Angela Ellison was nine years old when her mother died from blood clots, nearly a month after giving birth to Ellison’s younger sister. “That’s probably why I am passionate about maternal health and child health,” Ellison, senior director of the Office of Community Engagement and Neighborhood Health Partnerships at University of Illinois Chicago, said. “It is that energy and my mother was a middle-class Black woman living in the south side of Chicago, living in the 60s, but she delivered at a hospital on the north side where they might or might have not given all the treatment they could have given to her.”

Her mother was in the hospital for three weeks. “Did they run the test in 1969 to see? Were there tests around blood clots in 1969? I don’t know,” she said. “But it seems like to me there might have been.” 

Ellison said when she comes into the doctor’s office and asks for a specific drug to alleviate her pain, the medical staff will question whether or not she is a drug addict, whereas a white woman might have a medical professional write a prescription when asking for similar pain relief medication. “Because of who I am, I have always sought doctors who look like me,” she said.

“It’s not just starting a bunch more birth centers. It’s not just about getting more midwives.

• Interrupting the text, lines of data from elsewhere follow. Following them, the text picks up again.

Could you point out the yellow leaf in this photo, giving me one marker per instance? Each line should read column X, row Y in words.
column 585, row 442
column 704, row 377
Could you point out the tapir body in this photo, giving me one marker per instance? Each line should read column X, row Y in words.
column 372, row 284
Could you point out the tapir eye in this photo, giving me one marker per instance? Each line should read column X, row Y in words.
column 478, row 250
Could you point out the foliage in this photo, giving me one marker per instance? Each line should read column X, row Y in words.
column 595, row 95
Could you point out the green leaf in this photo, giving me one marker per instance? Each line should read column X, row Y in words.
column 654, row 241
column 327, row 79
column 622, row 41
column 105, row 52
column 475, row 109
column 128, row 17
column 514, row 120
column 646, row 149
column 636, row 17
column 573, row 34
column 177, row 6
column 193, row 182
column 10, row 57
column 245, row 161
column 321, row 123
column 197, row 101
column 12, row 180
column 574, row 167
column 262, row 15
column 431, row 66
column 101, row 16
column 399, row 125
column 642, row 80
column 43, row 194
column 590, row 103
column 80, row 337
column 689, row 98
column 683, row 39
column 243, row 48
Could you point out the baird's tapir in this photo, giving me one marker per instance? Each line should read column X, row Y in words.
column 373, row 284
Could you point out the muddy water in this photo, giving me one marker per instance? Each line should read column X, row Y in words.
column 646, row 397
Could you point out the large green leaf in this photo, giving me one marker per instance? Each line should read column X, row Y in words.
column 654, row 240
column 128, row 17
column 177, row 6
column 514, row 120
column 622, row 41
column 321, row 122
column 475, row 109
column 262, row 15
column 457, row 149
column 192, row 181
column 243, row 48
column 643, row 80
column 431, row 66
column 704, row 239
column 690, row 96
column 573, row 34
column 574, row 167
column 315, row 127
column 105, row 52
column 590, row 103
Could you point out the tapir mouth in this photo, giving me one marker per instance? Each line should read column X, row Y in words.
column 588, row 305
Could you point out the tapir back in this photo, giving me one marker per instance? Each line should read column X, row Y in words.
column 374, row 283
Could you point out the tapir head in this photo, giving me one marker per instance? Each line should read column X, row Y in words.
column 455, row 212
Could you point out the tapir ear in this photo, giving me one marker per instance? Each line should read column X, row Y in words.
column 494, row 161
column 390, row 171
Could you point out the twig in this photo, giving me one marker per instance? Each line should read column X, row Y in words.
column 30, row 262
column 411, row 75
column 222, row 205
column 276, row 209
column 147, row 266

It’s about radically changing the experiences and radically addressing how institutions feel about and how they value Black women.”

Tayo Mbande

Ellison is a project director for UIC’s federally funded Healthy Start initiative, which is aimed at addressing health disparities experienced by women and infants in Englewood, Auburn Gresham, and South Shore. She said the Black and Brown communities she researched on the west side in the 1980s experienced 28 deaths per 1,000 live births, and on the south side as high as 36 deaths. The white infant mortality rate at the time was eight deaths. 

The Adequacy of Prenatal Care Utilization Index scores “adequate” care as 80 percent or greater. According to the Chicago Health Atlas, today Englewood scores 51 percent, Auburn Gresham 58.5 percent, and South Shore 58 percent.

UIC was one of the five organizations in Illinois to receive Healthy Start funding in 2019, but the only organization with an academic medical center. Despite the pandemic, Healthy Start served over 300 Black women and babies this past year. It also partners with Uber to provide patients with transportation for their medical appointments. So far, Ellison said the program has made 30 trips a month. Ellison wants to hire doulas and has a community-action network to bring people to talk about common issues and create an agenda to address health equity.

“Doulas are critical to this work and are important in improving birth outcomes for Black women,” Ellison said. “If you can’t have a provider that looks like you, having a birth worker or doula would be very helpful.”

“I always hear there’s something wrong with Black women,” Ellison said. “‘Oh, I’m sure it’s because they’re getting high and drinking.’ More often than not, our clients are not drinking or smoking or getting high; that’s not contributing to low birth rate. What’s contributing to low birth rates is not getting proper rest, not getting enough exercise, not having access to quality food, running into health-care providers that treat them less than human, and who don’t talk to them and don’t speak to them.”

“If you care about the large-scale issue,” said Mbande, “which is all that is beneath maternal mortality for Black women, which is racism, then you would be looking at a whole big picture of things. It’s not just starting a bunch more birth centers. It’s not just about getting more midwives. It’s about radically changing the experiences and radically addressing how institutions feel about and how they value Black women.”